It then occurred to me that I was being a bit of an idiot.  EAN13 is a fixed-width code, so it always contains the exact same number of bits, so if I just found the start and the end, I could divide the total width by the number of bits in the code to get a better bit-width.  Even better, rather than sampling one pixel per bit, why not just take the average luminance across the entire width and then check that *average* against the threshold?  I updated the code and sure enough, I was able to decode the second barcode.  Huzzah, success!

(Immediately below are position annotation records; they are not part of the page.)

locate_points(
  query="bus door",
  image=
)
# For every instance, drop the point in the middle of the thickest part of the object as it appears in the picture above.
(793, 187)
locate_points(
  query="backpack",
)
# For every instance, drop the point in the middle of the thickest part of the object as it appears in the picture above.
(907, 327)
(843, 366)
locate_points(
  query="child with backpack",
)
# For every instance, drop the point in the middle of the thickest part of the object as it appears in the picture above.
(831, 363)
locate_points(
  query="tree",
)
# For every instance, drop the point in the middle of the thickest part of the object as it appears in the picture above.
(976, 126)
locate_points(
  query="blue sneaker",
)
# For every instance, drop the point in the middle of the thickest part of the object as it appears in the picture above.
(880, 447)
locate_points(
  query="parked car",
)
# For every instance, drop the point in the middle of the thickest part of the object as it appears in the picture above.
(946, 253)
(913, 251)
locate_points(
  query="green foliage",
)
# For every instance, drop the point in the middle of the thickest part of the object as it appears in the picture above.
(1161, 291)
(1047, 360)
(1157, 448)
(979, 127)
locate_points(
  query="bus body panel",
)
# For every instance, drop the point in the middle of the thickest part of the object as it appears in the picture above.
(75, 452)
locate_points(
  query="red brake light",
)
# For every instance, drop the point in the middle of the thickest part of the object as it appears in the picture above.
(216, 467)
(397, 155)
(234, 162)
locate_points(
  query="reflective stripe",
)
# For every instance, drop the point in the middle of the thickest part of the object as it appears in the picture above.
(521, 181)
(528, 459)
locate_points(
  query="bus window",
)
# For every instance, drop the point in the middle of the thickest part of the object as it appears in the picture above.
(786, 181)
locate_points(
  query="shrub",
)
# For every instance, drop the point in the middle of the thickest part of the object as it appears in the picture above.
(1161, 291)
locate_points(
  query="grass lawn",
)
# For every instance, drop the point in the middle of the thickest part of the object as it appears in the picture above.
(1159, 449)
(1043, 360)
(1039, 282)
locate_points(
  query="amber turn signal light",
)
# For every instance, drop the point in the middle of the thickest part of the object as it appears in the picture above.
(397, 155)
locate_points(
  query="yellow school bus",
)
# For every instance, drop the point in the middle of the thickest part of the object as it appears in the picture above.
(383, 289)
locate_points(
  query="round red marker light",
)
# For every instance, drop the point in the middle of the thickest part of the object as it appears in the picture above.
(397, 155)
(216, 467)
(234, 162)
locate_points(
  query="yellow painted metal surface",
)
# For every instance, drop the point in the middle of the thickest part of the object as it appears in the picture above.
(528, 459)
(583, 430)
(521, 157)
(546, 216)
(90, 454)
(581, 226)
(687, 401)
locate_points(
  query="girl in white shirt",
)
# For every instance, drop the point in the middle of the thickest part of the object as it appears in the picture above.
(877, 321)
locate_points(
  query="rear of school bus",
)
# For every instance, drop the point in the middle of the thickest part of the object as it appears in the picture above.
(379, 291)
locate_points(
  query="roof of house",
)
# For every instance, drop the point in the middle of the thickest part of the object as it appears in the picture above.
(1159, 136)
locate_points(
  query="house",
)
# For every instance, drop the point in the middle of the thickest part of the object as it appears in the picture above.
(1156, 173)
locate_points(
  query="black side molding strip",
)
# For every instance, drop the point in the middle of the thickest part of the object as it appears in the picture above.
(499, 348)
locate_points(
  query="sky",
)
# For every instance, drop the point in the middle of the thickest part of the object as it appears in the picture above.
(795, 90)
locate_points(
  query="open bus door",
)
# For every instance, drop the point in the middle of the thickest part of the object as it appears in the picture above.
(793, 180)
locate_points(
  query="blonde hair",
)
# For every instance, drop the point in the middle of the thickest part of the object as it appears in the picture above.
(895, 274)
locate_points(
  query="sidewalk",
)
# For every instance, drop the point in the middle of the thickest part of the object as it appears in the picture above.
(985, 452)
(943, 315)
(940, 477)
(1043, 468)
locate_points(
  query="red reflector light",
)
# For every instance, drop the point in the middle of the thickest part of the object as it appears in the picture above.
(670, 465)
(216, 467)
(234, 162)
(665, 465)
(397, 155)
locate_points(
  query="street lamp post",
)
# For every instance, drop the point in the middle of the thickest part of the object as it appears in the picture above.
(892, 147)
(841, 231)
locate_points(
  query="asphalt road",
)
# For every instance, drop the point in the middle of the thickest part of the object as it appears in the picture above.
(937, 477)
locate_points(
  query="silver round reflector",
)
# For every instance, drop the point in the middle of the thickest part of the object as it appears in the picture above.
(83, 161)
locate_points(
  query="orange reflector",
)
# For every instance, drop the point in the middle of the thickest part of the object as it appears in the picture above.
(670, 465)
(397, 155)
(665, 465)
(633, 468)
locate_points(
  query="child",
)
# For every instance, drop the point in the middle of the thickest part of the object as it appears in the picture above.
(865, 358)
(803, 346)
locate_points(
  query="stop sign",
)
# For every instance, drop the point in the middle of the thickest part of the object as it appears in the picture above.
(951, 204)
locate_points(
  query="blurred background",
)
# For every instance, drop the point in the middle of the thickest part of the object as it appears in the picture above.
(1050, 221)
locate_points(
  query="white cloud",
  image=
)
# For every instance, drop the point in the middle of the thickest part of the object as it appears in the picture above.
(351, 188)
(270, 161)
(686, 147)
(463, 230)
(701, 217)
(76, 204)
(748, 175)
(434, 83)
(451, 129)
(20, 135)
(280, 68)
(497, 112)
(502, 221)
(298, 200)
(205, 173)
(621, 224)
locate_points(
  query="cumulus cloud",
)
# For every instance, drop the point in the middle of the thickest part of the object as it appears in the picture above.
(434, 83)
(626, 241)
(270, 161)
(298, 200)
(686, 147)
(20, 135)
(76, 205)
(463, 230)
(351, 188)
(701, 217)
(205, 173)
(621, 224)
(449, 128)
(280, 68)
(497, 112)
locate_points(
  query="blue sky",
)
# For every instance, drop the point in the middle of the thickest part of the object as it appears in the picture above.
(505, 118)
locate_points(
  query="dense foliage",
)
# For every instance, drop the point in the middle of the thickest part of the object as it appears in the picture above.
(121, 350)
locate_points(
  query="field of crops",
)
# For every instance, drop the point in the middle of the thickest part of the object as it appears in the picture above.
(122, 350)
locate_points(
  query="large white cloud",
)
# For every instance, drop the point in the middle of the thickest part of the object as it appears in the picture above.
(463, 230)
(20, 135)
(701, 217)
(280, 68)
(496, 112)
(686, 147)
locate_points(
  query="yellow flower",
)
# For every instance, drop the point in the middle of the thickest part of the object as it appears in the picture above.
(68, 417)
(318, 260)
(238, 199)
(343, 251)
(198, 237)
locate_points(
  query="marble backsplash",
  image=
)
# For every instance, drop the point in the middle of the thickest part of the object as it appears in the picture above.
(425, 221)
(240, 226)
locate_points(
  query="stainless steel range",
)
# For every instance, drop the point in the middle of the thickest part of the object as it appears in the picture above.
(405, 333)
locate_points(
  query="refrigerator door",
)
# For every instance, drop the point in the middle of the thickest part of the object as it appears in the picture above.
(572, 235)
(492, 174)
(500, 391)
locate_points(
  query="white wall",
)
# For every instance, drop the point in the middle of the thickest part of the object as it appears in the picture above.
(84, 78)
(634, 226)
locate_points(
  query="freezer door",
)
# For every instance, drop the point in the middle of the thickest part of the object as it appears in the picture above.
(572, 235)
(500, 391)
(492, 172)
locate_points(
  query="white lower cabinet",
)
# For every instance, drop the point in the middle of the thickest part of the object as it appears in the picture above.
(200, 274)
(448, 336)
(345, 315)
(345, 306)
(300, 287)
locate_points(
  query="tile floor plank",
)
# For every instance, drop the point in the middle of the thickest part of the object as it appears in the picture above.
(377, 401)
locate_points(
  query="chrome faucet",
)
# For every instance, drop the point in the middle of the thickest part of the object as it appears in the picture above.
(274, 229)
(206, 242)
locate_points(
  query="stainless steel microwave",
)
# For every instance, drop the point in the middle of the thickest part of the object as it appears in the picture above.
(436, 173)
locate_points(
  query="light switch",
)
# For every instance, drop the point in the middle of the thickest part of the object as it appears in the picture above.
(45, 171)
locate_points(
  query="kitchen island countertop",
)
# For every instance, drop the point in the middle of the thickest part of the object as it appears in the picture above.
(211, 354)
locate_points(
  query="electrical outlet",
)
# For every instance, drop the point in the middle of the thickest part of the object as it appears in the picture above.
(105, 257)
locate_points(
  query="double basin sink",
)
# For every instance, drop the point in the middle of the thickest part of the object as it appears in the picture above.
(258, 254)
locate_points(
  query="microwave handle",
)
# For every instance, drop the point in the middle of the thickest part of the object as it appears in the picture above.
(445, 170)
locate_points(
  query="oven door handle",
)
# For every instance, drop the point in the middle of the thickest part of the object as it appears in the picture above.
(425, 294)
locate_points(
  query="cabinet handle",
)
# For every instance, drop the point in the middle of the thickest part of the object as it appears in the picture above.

So I’d say that now I have at least a rudimentary library for recognizing and decoding an EAN13 barcode, but it still lacks one critical piece (and several things that would be nice-to-haves).  When you want to recognize a barcode, you have to provide a Y position across which the luminance line is extracted and you have to provide a “threshold” value which the library uses to determine the value of a bit.  A real consumer of this library isn’t going to want to have to provide this information.


Sure, for the Y position we can make an assumption that a horizontal line across the center of the image will be on the barcode (and that’s what I’m doing now) but are there potentially better places to sample?  Would we get better results if we did some sort of vertical averaging?  And what about the threshold?   The two barcodes I was working with had fairly different threshold values that successfully returned a result. 


One of the next steps would be to add code to find the barcode bounds. I’m already finding the left and right, which is simple, but finding the top and bottom would be a bit more of a challenge.  Also I’d need a way to efficiently determine a “best” threshold.  Those will be the tasks for this week (I’ve already done some promising work on bounds finding, which I’ll report in the next blog entry).

Recognizing Barcodes: Take 2

Earlier in the week I was working on a barcode library that successfully recognized a barcode from a picture.  The code was pretty rough, but the first cut worked for the first barcode picture I took so I was pretty satisfied.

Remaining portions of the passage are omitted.